Todos esses fatores tecnológicos devem ser considerados ao se realizar um plano de recuperação da lavoura e por isso este projeto precisa ser feito por pessoas experientes, com amplo conhecimento técnico operacional da produção canavieira e, principalmente, deve ser amparado por consultores renomados do setor, desde que estes tenham a visão eclética das atividades e um profundo conhecimento das exigências mínimas da cultura. A começar pelo diagnóstico que se não for bem-feito, os principais problemas não serão refletidos no plano de recuperação.
Reuniões de checagem das metas e KPIs estabelecidos devem ser realizados semanalmente para discutir os resultados obtidos e o redirecionamento do que não saiu a contento. Novos desafios devem ser lançados frequentemente.

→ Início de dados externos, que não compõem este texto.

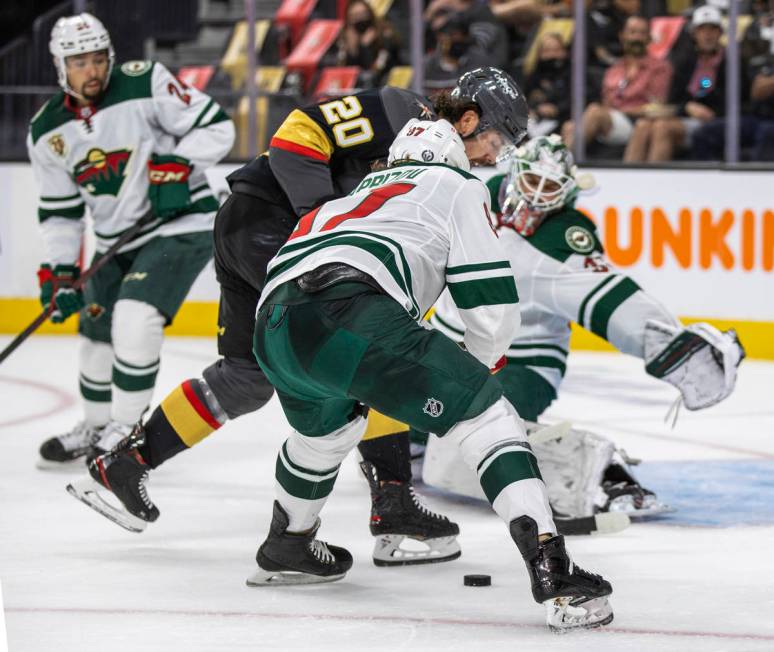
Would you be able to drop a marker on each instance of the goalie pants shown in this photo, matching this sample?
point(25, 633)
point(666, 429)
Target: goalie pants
point(328, 352)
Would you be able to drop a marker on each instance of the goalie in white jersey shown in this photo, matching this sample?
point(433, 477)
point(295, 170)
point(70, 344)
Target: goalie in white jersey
point(338, 328)
point(120, 140)
point(563, 276)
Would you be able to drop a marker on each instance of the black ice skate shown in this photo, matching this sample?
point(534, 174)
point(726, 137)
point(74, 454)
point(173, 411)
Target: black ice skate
point(574, 598)
point(121, 474)
point(61, 451)
point(398, 514)
point(627, 496)
point(286, 558)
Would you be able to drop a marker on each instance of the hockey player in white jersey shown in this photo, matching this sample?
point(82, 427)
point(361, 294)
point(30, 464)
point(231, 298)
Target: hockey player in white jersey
point(120, 140)
point(338, 330)
point(563, 276)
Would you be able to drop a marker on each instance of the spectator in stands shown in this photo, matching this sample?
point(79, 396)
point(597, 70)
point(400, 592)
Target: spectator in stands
point(756, 128)
point(630, 88)
point(604, 24)
point(548, 87)
point(698, 94)
point(485, 30)
point(455, 54)
point(528, 13)
point(367, 42)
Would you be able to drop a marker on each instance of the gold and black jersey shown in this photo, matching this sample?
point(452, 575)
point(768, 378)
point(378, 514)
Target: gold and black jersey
point(322, 151)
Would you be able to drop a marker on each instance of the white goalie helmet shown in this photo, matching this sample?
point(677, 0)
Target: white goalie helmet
point(541, 180)
point(426, 141)
point(78, 34)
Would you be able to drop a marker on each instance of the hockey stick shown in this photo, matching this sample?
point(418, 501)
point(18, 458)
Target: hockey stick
point(602, 523)
point(95, 267)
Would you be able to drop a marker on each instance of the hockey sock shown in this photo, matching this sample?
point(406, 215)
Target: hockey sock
point(495, 445)
point(185, 417)
point(95, 364)
point(306, 471)
point(137, 333)
point(390, 454)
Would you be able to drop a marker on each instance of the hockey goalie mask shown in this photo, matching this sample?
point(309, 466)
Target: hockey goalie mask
point(79, 34)
point(426, 141)
point(541, 181)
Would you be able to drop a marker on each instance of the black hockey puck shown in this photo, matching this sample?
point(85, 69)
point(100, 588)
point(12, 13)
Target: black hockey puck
point(477, 580)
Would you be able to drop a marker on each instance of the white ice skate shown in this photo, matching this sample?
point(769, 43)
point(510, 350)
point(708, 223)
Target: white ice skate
point(566, 614)
point(65, 452)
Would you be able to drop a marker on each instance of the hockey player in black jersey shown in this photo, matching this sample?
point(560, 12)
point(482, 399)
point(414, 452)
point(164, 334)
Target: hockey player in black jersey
point(318, 153)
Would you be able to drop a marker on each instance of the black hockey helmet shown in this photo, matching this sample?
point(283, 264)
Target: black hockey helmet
point(500, 100)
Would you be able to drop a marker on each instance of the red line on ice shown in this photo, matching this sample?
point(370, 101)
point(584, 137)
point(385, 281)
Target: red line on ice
point(64, 400)
point(388, 619)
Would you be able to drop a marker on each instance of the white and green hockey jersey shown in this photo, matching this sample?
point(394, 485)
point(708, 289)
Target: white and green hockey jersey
point(97, 157)
point(563, 276)
point(416, 229)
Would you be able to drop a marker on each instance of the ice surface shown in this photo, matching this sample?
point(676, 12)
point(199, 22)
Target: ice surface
point(72, 580)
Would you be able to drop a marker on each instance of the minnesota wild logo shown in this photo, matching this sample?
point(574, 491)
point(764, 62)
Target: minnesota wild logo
point(101, 172)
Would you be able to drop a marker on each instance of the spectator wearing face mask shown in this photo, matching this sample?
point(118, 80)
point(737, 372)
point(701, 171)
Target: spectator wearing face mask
point(367, 42)
point(698, 95)
point(455, 54)
point(630, 88)
point(487, 33)
point(548, 87)
point(604, 23)
point(756, 127)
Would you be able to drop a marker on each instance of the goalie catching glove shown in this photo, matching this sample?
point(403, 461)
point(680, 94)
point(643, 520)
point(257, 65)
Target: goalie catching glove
point(699, 360)
point(56, 287)
point(168, 191)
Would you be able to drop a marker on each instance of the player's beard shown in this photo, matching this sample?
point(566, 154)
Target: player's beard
point(93, 96)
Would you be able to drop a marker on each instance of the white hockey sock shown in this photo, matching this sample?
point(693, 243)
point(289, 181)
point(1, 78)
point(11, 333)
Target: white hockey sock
point(494, 444)
point(307, 468)
point(95, 362)
point(137, 333)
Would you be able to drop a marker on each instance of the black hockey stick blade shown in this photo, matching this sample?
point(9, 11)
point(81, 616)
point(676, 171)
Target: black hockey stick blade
point(603, 523)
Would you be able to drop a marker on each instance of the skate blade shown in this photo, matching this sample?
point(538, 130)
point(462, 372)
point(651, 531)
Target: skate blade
point(70, 466)
point(288, 578)
point(90, 492)
point(603, 523)
point(563, 616)
point(388, 551)
point(648, 512)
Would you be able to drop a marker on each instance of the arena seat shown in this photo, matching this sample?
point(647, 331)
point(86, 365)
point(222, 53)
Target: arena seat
point(337, 81)
point(196, 76)
point(400, 76)
point(290, 20)
point(316, 41)
point(664, 32)
point(234, 61)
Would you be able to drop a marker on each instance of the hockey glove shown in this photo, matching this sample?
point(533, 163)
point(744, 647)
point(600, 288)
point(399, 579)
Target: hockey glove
point(56, 287)
point(168, 189)
point(699, 360)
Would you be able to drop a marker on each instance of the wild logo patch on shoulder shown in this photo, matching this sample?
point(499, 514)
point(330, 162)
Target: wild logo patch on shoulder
point(101, 172)
point(135, 68)
point(433, 407)
point(56, 143)
point(94, 311)
point(579, 239)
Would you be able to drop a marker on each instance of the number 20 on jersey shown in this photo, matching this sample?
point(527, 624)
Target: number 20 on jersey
point(349, 126)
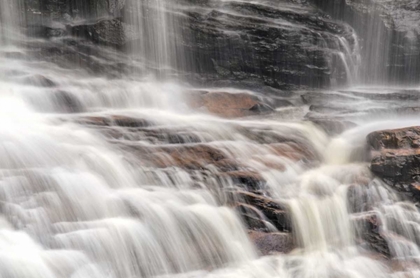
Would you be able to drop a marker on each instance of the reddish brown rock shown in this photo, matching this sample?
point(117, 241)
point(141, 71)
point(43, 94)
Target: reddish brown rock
point(403, 138)
point(263, 208)
point(368, 230)
point(228, 105)
point(272, 243)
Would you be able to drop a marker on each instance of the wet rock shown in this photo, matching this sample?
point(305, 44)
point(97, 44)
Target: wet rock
point(40, 80)
point(67, 102)
point(272, 243)
point(404, 138)
point(114, 120)
point(389, 36)
point(333, 127)
point(228, 105)
point(193, 157)
point(266, 210)
point(395, 157)
point(368, 230)
point(243, 43)
point(111, 32)
point(246, 179)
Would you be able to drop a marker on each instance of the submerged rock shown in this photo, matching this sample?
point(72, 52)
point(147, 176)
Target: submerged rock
point(272, 243)
point(228, 105)
point(369, 230)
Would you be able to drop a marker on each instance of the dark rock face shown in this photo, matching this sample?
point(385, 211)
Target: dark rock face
point(267, 45)
point(396, 158)
point(282, 45)
point(389, 33)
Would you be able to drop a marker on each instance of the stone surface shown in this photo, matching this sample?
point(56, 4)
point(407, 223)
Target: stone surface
point(368, 229)
point(389, 35)
point(272, 243)
point(396, 158)
point(228, 105)
point(283, 45)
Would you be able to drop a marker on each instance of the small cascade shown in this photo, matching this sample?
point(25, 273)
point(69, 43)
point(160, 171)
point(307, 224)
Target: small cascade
point(156, 28)
point(10, 20)
point(134, 176)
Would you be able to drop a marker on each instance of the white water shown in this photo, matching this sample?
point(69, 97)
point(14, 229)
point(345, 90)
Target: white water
point(74, 204)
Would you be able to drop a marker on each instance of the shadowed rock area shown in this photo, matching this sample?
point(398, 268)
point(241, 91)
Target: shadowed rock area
point(396, 158)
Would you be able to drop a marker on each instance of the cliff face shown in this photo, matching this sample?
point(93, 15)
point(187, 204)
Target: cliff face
point(282, 45)
point(389, 36)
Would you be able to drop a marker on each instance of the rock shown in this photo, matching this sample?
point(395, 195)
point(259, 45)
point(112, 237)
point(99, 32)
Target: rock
point(272, 243)
point(228, 105)
point(368, 229)
point(247, 44)
point(114, 120)
point(395, 157)
point(266, 210)
point(67, 102)
point(404, 138)
point(333, 127)
point(392, 54)
point(193, 157)
point(40, 80)
point(111, 32)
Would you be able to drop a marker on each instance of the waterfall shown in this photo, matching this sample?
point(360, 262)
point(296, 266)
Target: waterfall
point(121, 175)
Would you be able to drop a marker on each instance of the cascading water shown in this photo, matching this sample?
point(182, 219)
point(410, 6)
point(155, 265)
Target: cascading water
point(79, 196)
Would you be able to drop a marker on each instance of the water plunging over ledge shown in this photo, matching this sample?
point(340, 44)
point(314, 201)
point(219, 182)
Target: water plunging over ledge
point(110, 177)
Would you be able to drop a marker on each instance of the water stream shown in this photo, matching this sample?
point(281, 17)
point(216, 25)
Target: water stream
point(76, 204)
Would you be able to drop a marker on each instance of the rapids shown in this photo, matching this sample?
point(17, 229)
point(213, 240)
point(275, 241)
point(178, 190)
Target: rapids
point(76, 204)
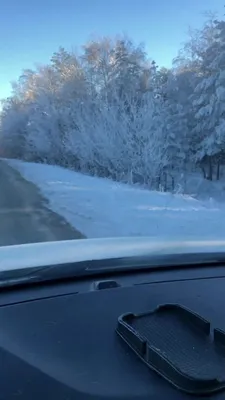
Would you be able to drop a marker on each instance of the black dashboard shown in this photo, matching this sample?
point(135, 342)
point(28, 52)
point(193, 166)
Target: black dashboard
point(58, 341)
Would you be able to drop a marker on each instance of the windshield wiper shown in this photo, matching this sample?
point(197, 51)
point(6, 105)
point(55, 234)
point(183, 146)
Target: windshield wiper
point(108, 266)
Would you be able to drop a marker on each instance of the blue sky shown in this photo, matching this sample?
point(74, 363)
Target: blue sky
point(30, 31)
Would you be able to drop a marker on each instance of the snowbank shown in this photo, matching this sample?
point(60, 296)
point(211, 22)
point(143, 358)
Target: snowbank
point(102, 208)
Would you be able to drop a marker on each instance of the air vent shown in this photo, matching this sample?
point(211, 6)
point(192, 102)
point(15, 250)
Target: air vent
point(108, 284)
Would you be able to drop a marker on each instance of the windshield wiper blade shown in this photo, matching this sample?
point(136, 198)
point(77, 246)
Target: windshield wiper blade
point(108, 266)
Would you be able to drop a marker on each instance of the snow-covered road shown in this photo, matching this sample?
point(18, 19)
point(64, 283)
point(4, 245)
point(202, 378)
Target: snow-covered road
point(103, 208)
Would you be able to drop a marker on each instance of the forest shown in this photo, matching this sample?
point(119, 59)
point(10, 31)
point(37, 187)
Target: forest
point(109, 110)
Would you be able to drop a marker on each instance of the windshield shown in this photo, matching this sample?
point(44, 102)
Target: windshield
point(112, 120)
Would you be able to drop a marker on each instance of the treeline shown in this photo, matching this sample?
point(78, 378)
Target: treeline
point(110, 111)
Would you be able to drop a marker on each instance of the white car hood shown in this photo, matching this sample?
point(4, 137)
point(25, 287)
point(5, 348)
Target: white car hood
point(62, 252)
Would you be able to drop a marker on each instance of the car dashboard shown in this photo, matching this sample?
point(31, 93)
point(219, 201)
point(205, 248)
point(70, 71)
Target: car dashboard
point(59, 340)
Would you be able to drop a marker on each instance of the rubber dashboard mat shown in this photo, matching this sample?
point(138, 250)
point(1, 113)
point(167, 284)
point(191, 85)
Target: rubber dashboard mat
point(178, 344)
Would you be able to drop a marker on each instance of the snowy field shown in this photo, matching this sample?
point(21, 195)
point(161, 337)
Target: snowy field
point(102, 208)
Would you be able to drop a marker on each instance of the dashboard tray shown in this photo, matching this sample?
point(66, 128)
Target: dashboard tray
point(178, 344)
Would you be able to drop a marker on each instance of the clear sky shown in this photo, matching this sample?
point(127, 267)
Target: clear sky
point(31, 30)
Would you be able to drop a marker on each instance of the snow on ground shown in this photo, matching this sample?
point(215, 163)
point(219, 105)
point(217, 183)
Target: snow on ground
point(99, 207)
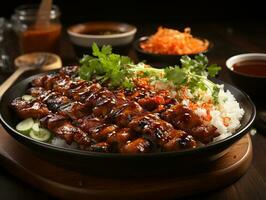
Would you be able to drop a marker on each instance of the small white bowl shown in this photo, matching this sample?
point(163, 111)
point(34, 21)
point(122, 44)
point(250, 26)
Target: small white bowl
point(78, 34)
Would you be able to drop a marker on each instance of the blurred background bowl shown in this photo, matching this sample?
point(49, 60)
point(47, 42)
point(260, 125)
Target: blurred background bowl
point(118, 35)
point(253, 84)
point(160, 60)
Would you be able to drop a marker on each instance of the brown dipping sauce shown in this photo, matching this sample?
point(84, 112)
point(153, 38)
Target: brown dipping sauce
point(101, 32)
point(251, 67)
point(41, 39)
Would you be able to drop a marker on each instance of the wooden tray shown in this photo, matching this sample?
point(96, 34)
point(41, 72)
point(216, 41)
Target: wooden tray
point(66, 184)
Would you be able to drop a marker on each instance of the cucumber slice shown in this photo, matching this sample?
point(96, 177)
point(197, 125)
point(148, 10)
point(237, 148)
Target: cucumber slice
point(36, 127)
point(27, 97)
point(25, 126)
point(42, 135)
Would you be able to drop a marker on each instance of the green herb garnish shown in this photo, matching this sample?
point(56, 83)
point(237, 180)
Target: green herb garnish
point(119, 71)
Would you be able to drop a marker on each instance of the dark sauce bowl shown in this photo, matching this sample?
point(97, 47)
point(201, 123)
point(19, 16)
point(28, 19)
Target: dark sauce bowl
point(160, 60)
point(250, 81)
point(125, 165)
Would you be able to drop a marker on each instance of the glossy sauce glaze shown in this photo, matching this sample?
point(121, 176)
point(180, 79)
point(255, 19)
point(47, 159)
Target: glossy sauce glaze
point(251, 67)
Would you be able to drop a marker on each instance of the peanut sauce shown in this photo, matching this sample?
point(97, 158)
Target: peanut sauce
point(251, 67)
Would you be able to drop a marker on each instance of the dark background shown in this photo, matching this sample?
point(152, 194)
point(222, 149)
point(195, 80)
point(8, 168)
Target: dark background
point(159, 11)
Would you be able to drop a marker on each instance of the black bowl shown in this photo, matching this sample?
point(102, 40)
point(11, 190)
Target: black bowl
point(159, 60)
point(114, 164)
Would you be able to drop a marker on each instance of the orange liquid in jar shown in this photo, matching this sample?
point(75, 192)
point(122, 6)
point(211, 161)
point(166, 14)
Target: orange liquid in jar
point(41, 39)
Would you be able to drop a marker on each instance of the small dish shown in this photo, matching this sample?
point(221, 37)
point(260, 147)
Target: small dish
point(159, 59)
point(119, 35)
point(254, 83)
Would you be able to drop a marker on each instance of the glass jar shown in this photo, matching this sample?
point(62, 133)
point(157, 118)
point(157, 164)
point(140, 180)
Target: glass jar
point(33, 38)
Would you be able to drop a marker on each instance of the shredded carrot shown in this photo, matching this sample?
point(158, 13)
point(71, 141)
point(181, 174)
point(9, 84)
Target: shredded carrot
point(226, 121)
point(171, 41)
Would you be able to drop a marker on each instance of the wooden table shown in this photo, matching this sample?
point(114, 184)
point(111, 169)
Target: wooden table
point(229, 39)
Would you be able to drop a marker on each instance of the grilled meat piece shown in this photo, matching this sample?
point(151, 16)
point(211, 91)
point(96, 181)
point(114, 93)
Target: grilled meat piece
point(97, 119)
point(139, 145)
point(185, 119)
point(70, 71)
point(101, 147)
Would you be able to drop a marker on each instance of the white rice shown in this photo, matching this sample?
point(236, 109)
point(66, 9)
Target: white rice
point(227, 107)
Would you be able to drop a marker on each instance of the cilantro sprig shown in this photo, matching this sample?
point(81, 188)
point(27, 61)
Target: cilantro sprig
point(106, 66)
point(120, 71)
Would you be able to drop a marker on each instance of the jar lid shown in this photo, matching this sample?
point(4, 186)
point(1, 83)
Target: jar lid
point(29, 12)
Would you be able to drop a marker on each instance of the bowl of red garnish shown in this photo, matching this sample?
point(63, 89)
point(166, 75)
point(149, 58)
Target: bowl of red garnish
point(167, 46)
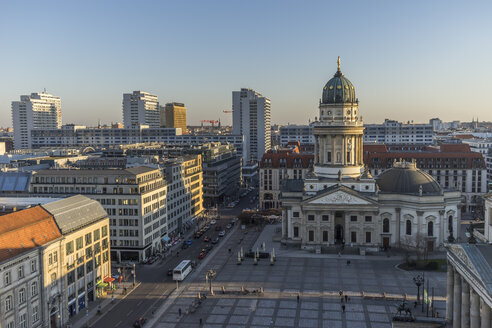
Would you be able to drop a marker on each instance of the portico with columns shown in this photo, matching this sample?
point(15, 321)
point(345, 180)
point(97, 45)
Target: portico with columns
point(469, 285)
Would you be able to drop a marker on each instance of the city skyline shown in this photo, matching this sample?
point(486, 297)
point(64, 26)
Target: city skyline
point(404, 63)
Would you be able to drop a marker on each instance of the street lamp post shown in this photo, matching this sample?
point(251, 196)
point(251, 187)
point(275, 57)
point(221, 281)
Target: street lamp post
point(418, 280)
point(210, 275)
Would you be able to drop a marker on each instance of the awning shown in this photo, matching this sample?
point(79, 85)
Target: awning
point(101, 284)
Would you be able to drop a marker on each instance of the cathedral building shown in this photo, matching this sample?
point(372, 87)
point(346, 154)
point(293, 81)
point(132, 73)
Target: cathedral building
point(339, 202)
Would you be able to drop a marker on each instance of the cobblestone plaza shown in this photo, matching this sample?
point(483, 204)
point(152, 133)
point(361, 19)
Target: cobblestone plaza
point(317, 279)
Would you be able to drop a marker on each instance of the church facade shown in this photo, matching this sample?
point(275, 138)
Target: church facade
point(339, 202)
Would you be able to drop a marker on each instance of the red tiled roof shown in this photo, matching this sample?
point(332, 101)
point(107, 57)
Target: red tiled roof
point(464, 136)
point(24, 230)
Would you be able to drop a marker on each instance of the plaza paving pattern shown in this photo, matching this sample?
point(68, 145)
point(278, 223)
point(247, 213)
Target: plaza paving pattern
point(316, 278)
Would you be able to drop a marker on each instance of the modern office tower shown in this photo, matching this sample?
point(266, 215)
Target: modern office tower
point(39, 111)
point(251, 118)
point(135, 199)
point(173, 115)
point(140, 108)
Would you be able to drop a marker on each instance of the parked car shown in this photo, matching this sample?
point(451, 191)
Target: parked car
point(140, 322)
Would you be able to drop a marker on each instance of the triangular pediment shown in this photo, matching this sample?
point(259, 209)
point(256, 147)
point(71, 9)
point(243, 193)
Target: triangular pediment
point(340, 196)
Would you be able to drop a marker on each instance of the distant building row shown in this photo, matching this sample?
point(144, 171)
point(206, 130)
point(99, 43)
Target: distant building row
point(54, 262)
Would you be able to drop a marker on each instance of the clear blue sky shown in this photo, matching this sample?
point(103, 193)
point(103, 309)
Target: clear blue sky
point(408, 60)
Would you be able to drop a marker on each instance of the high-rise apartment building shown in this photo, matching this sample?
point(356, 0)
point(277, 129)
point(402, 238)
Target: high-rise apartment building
point(134, 198)
point(140, 108)
point(251, 118)
point(39, 111)
point(173, 115)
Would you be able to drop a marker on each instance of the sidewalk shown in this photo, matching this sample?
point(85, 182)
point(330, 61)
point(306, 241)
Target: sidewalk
point(88, 316)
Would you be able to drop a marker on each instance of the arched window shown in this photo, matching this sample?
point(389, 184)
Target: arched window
point(430, 229)
point(386, 225)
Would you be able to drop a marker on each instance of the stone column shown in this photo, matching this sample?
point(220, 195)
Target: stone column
point(398, 226)
point(457, 300)
point(449, 294)
point(485, 317)
point(474, 309)
point(465, 304)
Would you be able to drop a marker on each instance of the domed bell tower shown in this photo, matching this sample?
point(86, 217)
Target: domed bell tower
point(339, 132)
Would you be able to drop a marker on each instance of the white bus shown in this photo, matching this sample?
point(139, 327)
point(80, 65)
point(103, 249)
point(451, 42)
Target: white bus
point(182, 270)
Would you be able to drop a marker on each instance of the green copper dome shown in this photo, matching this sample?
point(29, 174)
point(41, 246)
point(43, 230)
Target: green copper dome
point(339, 89)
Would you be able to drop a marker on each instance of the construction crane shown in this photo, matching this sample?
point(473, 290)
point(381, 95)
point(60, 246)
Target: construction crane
point(213, 122)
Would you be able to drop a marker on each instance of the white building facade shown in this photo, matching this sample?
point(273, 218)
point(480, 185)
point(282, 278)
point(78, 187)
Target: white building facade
point(251, 118)
point(339, 203)
point(141, 108)
point(38, 111)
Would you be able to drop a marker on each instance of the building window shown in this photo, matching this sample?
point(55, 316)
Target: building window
point(79, 243)
point(69, 247)
point(8, 303)
point(22, 295)
point(386, 225)
point(430, 229)
point(22, 320)
point(353, 236)
point(6, 278)
point(35, 313)
point(34, 288)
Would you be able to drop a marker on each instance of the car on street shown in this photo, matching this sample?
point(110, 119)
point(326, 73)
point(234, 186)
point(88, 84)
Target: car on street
point(140, 322)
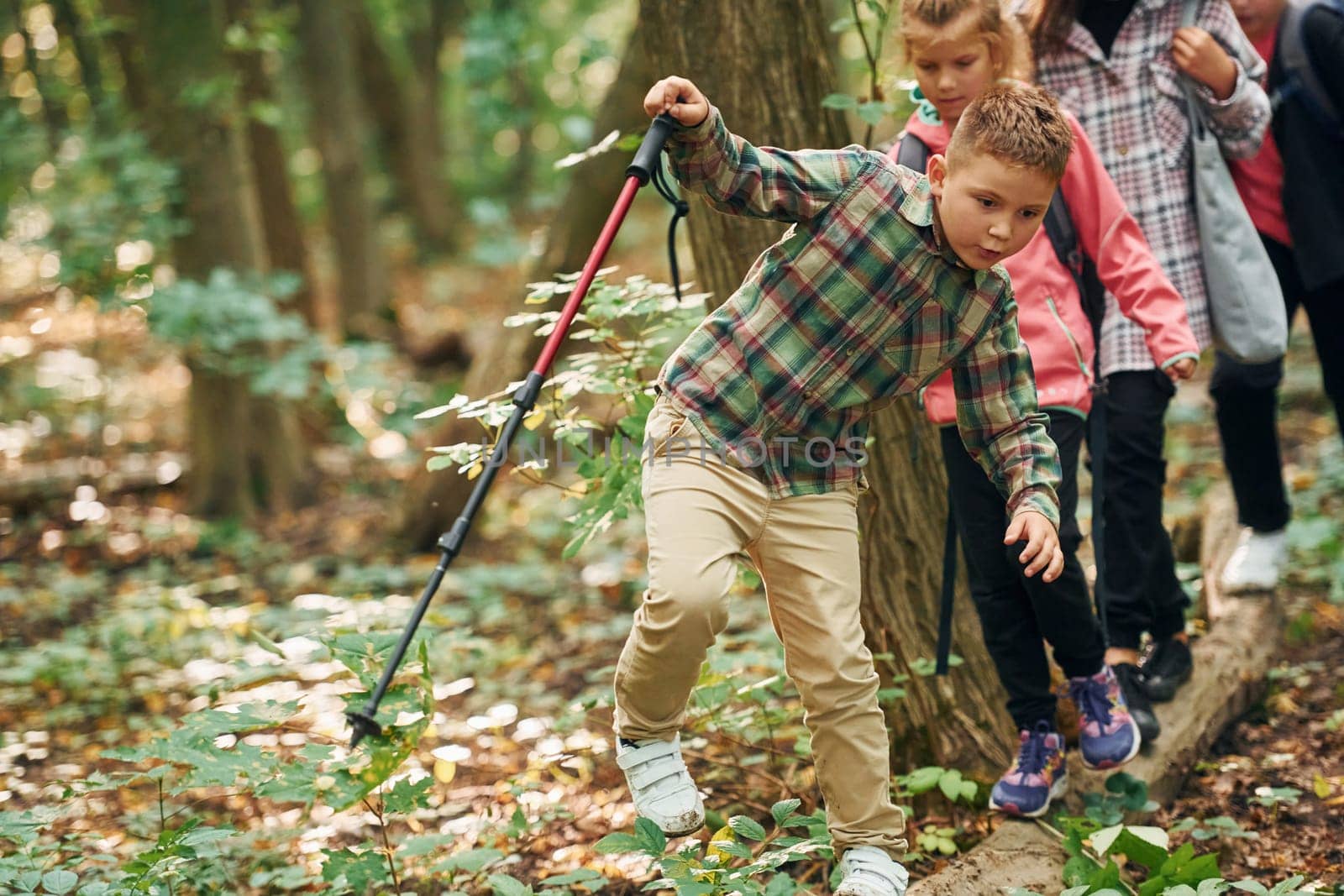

Atualmente temos dois grandes desafios em todo o setor canavieiro: o baixo ATR, principalmente no início de safra, e a queda absurda de produtividade nos últimos meses de safra. Isto pode ser minimizado ao máximo com variedades bem escolhidas, práticas culturais bem-feitas na hora certa, com colheita sem desperdícios e, principalmente, se houver um grande respeito com a lavoura, reduzindo o pisoteio e o arranquio de touceiras.
Uma empresa canavieira pode ter ganhos espetaculares em todas as suas atividades se as pessoas absorverem esta filosofia de trabalho e se sentirem recompensadas a cada avanço que tiverem. Programas de melhoria contínua devem ser vigorosamente implantados, pois somente assim as produtividades podem se manter em níveis satisfatórios de competitividade.
Para atingir estes níveis de qualidade as empresas precisam rever tudo o que estão fazendo e realizar um check up por ano, pois a cada safra saem novas lições que, se bem aproveitadas, levarão as empresas a excelentes patamares de produtividade.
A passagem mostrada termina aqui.